Stability of period-one (P1) oscillations generated by semiconductor lasers subject to optical injection or optical feedback.

Abstract

We study the stability of period-one (P1) oscillations experimentally generated by semiconductor lasers subject to optical injection (OI) and by those subject to optical feedback (OF). With unique advantages of broad frequency tuning range and large sideband rejection ratio, P1 oscillations can be useful in applications such as photonic microwave generation, radio-over-fiber communication, and laser Doppler velocimeter. The stability of the P1 oscillations is critical for these applications, which can be affected by spontaneous emission and fluctuations in both temperature and injection current.
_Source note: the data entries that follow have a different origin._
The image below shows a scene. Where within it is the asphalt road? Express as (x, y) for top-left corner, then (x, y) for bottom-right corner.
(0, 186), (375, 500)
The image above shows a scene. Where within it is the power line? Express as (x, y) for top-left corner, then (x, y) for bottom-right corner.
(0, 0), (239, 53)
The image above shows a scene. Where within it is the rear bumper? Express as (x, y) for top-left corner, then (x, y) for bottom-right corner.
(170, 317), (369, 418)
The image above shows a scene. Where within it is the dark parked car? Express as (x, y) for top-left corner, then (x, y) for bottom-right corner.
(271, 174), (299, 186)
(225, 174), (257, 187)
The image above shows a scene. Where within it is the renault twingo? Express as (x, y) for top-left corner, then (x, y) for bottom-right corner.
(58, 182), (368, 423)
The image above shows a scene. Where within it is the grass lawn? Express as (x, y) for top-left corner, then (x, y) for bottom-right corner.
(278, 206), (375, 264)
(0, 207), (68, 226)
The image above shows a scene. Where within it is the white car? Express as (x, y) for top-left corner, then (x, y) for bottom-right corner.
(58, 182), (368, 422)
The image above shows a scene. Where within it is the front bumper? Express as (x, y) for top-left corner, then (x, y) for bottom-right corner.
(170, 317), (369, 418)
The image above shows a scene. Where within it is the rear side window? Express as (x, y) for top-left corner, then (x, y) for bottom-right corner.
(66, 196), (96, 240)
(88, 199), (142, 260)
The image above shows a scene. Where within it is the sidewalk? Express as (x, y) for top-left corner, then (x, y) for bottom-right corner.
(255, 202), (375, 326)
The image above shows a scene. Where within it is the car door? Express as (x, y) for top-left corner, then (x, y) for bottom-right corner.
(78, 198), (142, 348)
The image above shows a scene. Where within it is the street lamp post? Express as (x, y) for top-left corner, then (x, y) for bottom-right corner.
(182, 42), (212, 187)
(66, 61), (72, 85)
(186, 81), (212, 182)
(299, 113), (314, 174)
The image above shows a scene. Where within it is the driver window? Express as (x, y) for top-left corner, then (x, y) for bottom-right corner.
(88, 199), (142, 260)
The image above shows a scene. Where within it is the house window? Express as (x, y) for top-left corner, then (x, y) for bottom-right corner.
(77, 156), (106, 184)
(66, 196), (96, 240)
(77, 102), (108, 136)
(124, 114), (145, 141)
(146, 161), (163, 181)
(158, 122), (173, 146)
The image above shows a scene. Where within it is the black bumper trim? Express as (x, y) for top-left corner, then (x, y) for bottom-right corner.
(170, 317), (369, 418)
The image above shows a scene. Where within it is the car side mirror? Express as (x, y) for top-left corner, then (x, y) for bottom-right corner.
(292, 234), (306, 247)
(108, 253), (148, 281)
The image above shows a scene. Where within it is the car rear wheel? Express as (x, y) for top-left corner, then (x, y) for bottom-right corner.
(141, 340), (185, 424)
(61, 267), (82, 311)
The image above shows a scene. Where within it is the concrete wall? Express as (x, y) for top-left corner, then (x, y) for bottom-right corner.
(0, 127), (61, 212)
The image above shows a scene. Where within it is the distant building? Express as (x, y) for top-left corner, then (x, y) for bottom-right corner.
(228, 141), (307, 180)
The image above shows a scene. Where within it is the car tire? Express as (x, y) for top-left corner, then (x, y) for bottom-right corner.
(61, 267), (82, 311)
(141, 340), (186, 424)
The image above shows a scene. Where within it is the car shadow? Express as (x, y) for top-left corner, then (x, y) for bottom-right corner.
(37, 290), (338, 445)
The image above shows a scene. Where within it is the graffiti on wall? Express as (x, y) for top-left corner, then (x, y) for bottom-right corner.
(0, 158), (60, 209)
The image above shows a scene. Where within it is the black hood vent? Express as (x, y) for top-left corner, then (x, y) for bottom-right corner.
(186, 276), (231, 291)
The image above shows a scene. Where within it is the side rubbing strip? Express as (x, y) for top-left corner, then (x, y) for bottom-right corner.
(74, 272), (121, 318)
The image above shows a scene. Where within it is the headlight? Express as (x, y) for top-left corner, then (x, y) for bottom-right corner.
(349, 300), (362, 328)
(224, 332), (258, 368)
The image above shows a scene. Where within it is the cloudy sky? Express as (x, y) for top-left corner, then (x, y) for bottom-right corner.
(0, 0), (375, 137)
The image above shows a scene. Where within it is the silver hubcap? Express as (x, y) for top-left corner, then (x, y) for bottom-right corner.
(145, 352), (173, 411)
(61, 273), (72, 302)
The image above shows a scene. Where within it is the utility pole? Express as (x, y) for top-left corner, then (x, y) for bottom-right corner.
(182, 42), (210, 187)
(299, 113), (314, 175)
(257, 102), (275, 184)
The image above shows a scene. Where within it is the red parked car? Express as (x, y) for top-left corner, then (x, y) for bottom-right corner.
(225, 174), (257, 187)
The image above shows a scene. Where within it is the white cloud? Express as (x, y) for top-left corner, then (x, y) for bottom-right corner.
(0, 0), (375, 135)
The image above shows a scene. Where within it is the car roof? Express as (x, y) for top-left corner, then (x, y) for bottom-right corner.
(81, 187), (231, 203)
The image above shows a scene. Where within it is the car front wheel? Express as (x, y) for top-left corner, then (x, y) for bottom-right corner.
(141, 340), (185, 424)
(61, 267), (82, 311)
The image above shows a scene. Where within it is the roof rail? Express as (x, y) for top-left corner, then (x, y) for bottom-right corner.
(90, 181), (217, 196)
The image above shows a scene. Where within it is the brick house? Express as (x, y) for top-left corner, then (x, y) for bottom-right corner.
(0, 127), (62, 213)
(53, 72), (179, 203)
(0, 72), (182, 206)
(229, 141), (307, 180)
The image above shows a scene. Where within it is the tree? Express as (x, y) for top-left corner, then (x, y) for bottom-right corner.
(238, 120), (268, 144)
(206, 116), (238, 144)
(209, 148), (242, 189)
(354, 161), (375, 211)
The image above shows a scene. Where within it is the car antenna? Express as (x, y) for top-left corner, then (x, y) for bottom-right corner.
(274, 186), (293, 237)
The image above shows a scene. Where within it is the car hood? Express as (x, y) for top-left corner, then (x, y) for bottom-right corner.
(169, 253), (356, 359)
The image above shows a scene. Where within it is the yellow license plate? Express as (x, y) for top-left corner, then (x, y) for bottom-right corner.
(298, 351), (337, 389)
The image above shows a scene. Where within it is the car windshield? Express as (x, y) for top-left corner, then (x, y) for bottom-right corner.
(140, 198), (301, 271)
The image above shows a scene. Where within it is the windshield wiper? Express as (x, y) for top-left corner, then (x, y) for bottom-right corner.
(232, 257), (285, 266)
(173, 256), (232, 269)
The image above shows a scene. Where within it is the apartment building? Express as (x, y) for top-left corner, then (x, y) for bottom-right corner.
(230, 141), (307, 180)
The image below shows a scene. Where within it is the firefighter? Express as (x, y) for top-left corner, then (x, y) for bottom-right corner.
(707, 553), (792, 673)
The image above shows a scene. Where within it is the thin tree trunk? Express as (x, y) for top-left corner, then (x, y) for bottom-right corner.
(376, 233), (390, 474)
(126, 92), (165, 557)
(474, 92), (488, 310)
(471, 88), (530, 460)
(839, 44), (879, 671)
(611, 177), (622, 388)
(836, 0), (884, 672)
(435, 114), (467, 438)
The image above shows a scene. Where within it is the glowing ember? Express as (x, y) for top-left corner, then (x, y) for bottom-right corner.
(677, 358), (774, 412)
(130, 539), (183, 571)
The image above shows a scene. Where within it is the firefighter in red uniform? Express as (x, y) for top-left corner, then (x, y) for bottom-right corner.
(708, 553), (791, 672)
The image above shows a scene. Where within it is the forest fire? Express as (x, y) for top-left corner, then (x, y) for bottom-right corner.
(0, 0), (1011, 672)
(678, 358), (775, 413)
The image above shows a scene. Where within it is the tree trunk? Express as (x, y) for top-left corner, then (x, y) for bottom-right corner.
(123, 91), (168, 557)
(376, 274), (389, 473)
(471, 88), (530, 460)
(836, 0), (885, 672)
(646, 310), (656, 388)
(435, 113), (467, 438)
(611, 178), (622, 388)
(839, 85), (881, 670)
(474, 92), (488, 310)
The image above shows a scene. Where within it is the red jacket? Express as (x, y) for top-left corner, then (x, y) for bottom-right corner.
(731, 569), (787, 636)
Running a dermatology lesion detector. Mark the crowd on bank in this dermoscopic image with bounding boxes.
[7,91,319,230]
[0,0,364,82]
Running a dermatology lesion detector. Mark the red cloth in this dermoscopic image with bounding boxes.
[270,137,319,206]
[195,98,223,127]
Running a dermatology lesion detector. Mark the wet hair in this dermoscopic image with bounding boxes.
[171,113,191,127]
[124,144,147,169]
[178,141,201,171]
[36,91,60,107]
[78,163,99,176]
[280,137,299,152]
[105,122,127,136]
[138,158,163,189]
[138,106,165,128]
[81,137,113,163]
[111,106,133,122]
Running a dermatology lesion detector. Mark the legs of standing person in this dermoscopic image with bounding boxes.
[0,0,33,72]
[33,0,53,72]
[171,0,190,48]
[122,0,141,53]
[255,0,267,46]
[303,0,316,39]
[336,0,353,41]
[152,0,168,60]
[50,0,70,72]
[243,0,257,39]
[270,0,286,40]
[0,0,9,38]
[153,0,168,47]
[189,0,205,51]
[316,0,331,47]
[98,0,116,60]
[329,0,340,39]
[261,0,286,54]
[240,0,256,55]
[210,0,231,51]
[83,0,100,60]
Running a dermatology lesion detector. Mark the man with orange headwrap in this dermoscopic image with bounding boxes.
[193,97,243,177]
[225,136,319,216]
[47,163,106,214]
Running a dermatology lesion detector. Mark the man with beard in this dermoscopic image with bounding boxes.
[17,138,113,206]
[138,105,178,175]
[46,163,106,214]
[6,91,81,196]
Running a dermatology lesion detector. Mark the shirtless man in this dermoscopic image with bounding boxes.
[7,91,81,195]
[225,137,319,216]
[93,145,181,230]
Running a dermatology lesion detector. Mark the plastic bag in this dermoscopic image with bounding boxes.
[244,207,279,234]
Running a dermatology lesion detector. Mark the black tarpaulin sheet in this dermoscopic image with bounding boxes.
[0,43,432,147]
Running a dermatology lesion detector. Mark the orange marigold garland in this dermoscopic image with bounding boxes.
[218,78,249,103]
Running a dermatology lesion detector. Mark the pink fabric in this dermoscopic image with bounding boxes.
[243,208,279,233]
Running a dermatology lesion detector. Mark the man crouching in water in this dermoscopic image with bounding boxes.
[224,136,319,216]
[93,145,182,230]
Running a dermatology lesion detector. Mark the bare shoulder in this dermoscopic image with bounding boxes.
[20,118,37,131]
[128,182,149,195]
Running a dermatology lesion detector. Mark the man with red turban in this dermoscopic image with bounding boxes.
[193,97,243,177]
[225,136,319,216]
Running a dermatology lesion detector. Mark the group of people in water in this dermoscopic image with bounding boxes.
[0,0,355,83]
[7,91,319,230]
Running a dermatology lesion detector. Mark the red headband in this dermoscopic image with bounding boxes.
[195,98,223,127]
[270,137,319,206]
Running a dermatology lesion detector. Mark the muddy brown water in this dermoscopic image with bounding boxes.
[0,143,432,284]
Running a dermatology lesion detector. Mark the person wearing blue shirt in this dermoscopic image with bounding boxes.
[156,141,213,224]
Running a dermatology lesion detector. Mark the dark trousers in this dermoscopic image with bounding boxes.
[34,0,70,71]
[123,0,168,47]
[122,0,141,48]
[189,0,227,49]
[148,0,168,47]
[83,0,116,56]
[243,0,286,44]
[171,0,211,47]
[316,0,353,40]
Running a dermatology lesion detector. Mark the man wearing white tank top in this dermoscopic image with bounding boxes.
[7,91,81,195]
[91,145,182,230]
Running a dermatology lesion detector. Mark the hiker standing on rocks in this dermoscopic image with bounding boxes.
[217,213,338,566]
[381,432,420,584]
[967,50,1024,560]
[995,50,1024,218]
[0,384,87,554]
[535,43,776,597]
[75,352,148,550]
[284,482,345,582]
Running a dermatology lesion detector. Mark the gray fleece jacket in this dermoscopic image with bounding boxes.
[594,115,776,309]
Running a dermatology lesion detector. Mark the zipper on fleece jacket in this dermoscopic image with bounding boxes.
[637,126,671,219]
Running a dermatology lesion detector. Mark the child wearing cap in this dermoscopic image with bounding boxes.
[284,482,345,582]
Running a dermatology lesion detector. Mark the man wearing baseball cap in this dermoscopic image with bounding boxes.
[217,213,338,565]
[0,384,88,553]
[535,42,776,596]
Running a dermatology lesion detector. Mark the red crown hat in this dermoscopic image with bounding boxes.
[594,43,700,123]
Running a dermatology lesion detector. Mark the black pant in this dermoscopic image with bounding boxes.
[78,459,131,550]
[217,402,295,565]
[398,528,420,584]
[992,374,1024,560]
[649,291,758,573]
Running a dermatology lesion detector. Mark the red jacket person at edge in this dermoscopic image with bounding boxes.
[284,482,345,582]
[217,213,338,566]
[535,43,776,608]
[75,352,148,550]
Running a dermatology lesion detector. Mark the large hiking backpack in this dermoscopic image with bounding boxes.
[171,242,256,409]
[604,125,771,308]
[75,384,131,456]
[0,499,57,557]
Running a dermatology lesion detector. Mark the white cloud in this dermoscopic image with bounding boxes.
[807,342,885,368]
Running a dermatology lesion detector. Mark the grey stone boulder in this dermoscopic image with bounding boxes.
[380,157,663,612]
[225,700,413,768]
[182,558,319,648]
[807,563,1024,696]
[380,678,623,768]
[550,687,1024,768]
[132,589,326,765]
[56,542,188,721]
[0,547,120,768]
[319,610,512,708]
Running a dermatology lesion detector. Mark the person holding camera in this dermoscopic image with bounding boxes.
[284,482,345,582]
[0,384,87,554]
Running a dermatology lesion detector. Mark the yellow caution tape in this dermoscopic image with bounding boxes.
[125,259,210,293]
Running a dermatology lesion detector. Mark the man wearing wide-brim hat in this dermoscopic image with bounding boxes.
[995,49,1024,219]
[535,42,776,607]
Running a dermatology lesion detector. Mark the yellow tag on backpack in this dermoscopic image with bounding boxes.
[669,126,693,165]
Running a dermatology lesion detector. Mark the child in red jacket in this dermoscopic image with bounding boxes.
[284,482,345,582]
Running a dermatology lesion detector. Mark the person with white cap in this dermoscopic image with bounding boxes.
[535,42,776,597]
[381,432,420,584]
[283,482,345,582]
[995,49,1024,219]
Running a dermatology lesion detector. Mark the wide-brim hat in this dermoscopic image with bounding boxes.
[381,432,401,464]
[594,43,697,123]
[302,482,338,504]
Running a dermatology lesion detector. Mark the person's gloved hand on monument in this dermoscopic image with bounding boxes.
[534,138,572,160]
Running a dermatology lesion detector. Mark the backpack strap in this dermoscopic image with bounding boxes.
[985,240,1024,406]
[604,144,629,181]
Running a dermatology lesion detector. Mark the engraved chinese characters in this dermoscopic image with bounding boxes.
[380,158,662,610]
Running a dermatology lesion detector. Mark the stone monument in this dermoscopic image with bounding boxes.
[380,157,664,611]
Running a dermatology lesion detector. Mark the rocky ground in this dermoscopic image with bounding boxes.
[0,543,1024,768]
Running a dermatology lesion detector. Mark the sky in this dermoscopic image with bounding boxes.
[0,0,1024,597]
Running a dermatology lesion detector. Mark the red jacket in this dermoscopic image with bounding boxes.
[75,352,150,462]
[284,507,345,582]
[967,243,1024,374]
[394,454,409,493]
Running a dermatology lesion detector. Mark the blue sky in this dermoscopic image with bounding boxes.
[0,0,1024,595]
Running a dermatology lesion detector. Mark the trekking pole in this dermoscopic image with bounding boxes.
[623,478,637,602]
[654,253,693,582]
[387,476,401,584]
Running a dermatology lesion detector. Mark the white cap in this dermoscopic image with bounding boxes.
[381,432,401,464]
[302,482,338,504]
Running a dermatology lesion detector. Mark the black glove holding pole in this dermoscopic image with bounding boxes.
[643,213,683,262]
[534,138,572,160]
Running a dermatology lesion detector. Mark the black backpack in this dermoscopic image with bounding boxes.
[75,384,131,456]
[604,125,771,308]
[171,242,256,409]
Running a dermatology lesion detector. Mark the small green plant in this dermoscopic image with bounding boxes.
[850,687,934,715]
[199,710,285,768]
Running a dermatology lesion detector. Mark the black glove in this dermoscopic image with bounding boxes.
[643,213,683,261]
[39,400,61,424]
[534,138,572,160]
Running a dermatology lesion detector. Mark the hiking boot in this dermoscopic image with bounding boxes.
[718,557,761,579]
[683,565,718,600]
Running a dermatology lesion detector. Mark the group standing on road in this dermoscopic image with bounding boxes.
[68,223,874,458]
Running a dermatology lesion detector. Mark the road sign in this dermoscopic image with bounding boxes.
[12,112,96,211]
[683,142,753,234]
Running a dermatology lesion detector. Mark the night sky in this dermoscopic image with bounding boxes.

Although linewidths of P1 oscillations generated by various schemes have been reported, the mechanisms and roles which each of the OI and the OF play have however not been investigated in detail. To characterize the stability of the P1 oscillations generated by the OI and the OF schemes, we measure the linewidths and linewidth reduction ratios (LRRs) of the P1 oscillations. The OF scheme has a narrowest linewidth of 0.21 ± 0.03 MHz compared to 4.7 ± 0.6 MHz in the OI scheme. In the OF scheme, a much larger region of LRRs higher than 90% is also found. The superior stability of the OF scheme is benefited by the fact that the P1 oscillations in the OF scheme are originated from the undamped relaxation oscillation of a single laser and can be phase-locked to one of its external cavity modes, whereas those in the OI scheme come from two independent lasers which bear no phase relation. Moreover, excess P1 linewidth broadening in the OI scheme caused by fluctuation in injection parameters associated with frequency jitter and relative intensity noise (RIN) is also minimized in the OF scheme.